We present a cliff detection pipeline for autonomous robots using Depth Anything V3 (DA3), a monocular depth estimation model. Given a single RGB camera, the system estimates per-pixel depth, lifts it into a 3D point cloud, fits a ground plane via RANSAC, and flags regions that drop significantly below that plane as cliffs. We evaluate the pipeline on both real-world video and synthetic data generated using VisionSIM, which provides per-pixel ground-truth depth. On a warehouse loading-dock scenario, LS-aligned DA3-Large achieves a median AbsRel of 0.090 and δ<1.25 of 94.96%. The main bottleneck for real-world deployment is inference speed: DA3-Base runs at roughly 0.1 fps on an Apple M1, far below the 10+ fps needed for interactive robot control.
Autonomous robots in warehouses rely on LiDAR and cameras for navigation. A persistent failure mode is cliff detection — the inability to identify negative obstacles like stair edges, platform drops, or open bay doors. Standard 2D LiDAR scans a fixed horizontal plane, so a downward drop registers no return ping and is completely invisible to the system.
Our goal is to detect cliff edges from a single RGB camera — hardware already present on most robots, with no additional cost or hardware changes.
DA3 is a monocular and multi-view depth model from ByteDance Seed. It predicts spatially consistent 3D geometry from any number of RGB views, with or without known camera poses. Our pipeline uses its per-pixel depth output, lifted into a 3D point cloud for cliff detection.

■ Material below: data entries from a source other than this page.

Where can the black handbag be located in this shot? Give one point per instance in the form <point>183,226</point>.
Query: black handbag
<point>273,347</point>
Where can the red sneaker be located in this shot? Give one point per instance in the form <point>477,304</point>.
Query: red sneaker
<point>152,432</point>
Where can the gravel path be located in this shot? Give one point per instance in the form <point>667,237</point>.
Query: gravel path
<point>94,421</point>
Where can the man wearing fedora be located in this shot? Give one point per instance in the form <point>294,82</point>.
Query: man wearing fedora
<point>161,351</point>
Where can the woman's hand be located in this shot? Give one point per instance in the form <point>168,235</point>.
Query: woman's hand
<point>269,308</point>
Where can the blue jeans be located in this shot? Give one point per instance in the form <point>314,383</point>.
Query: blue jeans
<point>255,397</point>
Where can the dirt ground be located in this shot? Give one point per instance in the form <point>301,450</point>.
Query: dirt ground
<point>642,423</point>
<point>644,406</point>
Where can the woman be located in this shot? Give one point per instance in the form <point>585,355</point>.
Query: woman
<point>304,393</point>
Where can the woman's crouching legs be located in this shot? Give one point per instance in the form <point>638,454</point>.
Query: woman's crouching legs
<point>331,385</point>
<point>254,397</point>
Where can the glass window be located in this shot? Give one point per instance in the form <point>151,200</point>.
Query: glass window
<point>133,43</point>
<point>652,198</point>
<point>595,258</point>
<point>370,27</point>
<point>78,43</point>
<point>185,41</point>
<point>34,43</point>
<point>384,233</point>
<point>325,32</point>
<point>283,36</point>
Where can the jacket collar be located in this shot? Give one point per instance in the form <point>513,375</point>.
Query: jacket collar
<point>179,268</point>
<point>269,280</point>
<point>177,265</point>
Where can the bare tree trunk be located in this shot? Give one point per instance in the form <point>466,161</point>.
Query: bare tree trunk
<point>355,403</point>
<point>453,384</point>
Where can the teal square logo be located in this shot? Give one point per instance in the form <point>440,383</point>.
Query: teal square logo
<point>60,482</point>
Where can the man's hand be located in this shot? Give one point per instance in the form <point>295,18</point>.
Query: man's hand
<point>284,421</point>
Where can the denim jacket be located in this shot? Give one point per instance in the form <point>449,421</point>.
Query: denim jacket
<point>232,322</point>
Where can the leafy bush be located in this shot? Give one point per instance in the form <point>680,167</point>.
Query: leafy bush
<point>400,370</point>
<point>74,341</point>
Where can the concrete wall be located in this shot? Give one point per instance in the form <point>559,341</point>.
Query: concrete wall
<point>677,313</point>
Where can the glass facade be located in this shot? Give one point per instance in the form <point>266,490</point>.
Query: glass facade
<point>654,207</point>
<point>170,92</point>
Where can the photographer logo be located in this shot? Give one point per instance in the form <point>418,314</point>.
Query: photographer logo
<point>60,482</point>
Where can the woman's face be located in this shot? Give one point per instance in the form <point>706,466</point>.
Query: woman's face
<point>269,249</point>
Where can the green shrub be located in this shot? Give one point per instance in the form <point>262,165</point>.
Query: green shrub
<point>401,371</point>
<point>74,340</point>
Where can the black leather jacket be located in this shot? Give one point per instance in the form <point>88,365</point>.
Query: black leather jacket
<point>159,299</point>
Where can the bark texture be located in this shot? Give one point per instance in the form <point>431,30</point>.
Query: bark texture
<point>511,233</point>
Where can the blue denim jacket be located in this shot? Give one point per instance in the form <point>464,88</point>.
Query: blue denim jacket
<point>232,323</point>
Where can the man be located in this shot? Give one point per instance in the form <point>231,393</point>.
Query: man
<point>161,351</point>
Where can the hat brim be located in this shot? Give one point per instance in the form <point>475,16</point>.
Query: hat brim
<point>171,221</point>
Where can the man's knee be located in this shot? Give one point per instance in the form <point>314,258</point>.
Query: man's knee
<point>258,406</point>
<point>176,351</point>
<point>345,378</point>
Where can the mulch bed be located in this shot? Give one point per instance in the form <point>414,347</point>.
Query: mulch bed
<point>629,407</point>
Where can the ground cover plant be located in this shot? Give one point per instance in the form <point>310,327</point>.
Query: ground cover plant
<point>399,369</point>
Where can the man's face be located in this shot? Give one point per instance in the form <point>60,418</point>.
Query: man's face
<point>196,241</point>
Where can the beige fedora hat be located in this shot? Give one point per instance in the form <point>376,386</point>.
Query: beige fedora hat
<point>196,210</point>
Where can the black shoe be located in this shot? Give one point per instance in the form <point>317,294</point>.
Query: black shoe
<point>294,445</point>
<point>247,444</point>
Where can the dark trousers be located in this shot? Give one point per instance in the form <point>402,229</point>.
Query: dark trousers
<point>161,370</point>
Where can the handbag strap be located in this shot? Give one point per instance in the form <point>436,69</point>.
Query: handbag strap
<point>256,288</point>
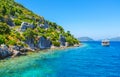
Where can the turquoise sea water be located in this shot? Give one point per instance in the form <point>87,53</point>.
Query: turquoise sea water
<point>89,60</point>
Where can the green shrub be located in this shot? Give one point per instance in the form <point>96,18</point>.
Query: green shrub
<point>4,28</point>
<point>17,22</point>
<point>2,39</point>
<point>56,43</point>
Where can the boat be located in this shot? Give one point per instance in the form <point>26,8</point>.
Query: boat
<point>105,43</point>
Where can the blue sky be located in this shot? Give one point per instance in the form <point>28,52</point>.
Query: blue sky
<point>94,18</point>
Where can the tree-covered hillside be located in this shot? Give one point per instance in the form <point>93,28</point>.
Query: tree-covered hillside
<point>18,25</point>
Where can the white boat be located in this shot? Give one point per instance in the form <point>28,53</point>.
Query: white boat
<point>105,43</point>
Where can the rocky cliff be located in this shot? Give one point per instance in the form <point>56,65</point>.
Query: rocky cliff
<point>24,30</point>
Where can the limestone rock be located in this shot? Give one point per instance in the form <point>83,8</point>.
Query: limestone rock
<point>4,51</point>
<point>44,43</point>
<point>62,40</point>
<point>26,25</point>
<point>45,26</point>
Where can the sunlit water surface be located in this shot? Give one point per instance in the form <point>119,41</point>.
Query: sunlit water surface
<point>89,60</point>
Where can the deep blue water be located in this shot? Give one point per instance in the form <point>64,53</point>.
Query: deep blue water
<point>89,60</point>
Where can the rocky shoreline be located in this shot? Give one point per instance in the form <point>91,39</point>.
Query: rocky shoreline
<point>15,51</point>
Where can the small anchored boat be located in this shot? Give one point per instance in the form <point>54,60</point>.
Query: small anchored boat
<point>105,43</point>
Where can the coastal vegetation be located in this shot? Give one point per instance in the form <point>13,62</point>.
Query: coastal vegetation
<point>21,27</point>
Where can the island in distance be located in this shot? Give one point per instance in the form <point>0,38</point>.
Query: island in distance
<point>85,39</point>
<point>115,39</point>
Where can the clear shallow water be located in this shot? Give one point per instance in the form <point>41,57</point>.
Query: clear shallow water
<point>90,60</point>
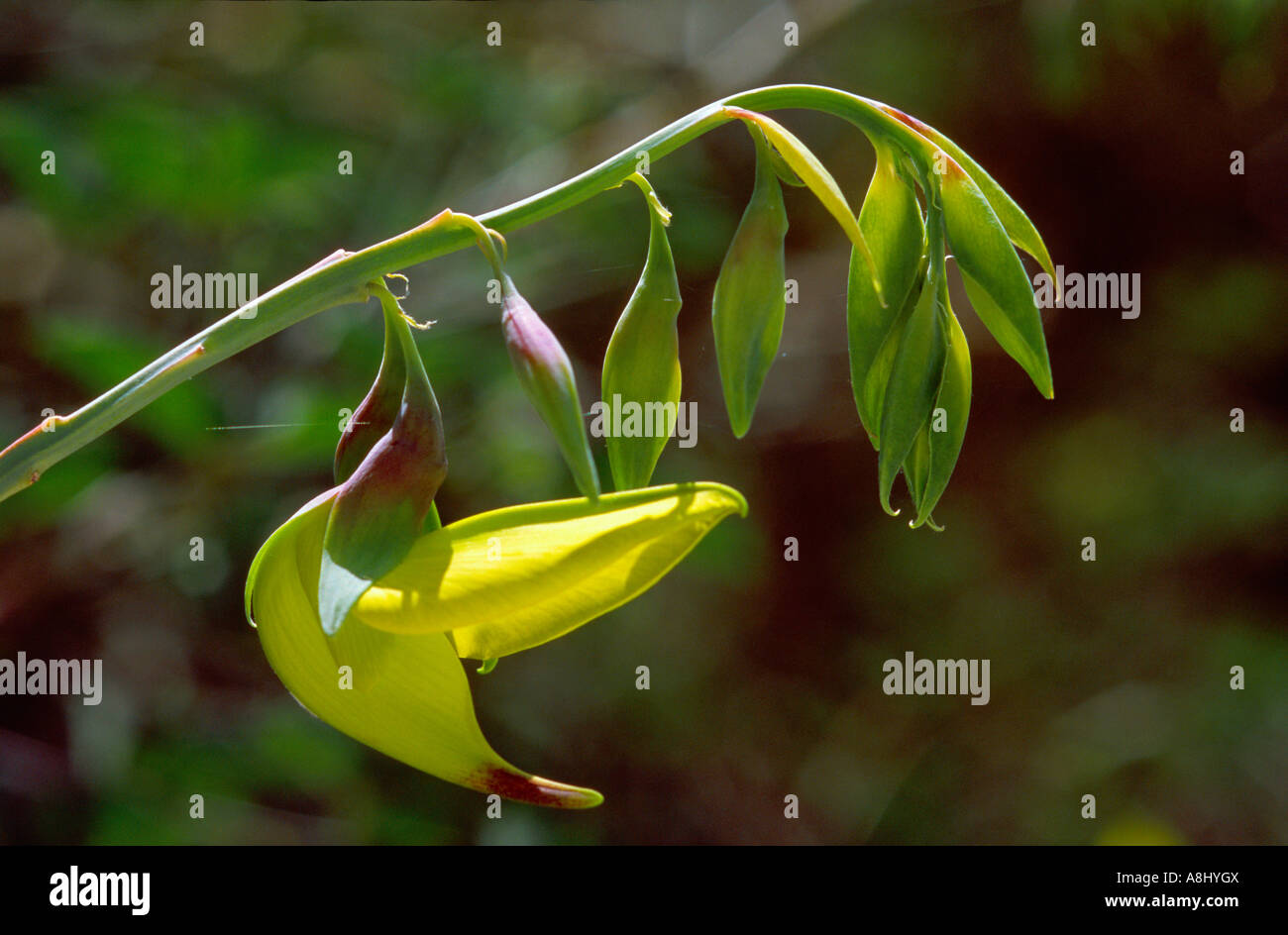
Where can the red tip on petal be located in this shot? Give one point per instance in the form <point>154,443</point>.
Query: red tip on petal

Inference time on Apple M1 per frame: Small ~3s / Base ~3s / Large ~6s / Giant ~17s.
Tunable parameters: camera intrinsics, RANSAC residual threshold, cliff height threshold, ground region fraction (default 50%).
We used VisionSIM to generate synthetic evaluation data with per-pixel ground-truth depth — something real RGB-D sensors cannot reliably provide at depth discontinuities.
Pipeline: Blender scene → VisionSIM render (RGB + ground-truth depth + camera transforms) → DA3 inference → scale+shift alignment → metrics. We also implemented weighted sliding-window alignment to handle DA3 scale drift along trajectories.
Top-down view of the scene
Generated scene
Generated camera image and ground truth depth data
The algorithm can produce false positives when a fence or distant background creates a depth discontinuity that RANSAC mistakes for the ground level.
False positive: fence in background confuses ground plane estimation
Warehouse interior with a loading-dock cliff (3m × 1.5m dock, 0.75m drop). Camera: 640×480, 70° HFOV, −25° pitch, head-on approach at 0.2 m/s. Model: DA3-Large.
| Metric | LS Median | LS Mean | RANSAC Median | RANSAC Mean |
|---|---|---|---|---|
| AbsRel ↓ | 0.090 | 0.119 | 0.099 | 0.254 |
| RMSE (m) ↓ | 0.476 | 0.509 | 0.279 | 0.389 |
| δ < 1.25 ↑ | 94.96 | 83.82 | 91.45 | 84.79 |
| δ < 1.25² ↑ | 99.67 | 94.80 | 99.64 | 90.37 |
| δ < 1.25³ ↑ | 99.78 | 97.26 | 99.75 | 92.40 |
Bold = better per metric. AbsRel = mean |pred−gt|/gt. RMSE in meters. δ < 1.25k = % pixels where max(p/g, g/p) < 1.25k.
Best frame (LS): #156 AbsRel 0.009. Worst frame: #120 AbsRel 0.467. Per-frame scale ranged 0.49–2.44, showing DA3 scale drifts along the trajectory. The mean/median gap indicates a few outlier frames dominate the average, motivating sliding-window alignment.
DA3 is currently too slow for real-time robotics on consumer hardware. At 2 fps on an Apple M1, DA3-Base takes ~10 minutes for a 1-minute video; DA3-Large takes ~40 minutes. The cliff detection step itself takes only ~7 seconds, so inference is the bottleneck. Real-time deployment would require GPU acceleration, a lighter model variant, or quantization.
When the camera is very close to the cliff, the surface below occupies more than 50% of the bottom frame region. RANSAC incorrectly identifies it as the ground plane and misses the cliff. In practice this is less critical — the cliff should have been detected earlier in the approach, and odometry or localization can help the robot remember and avoid the location.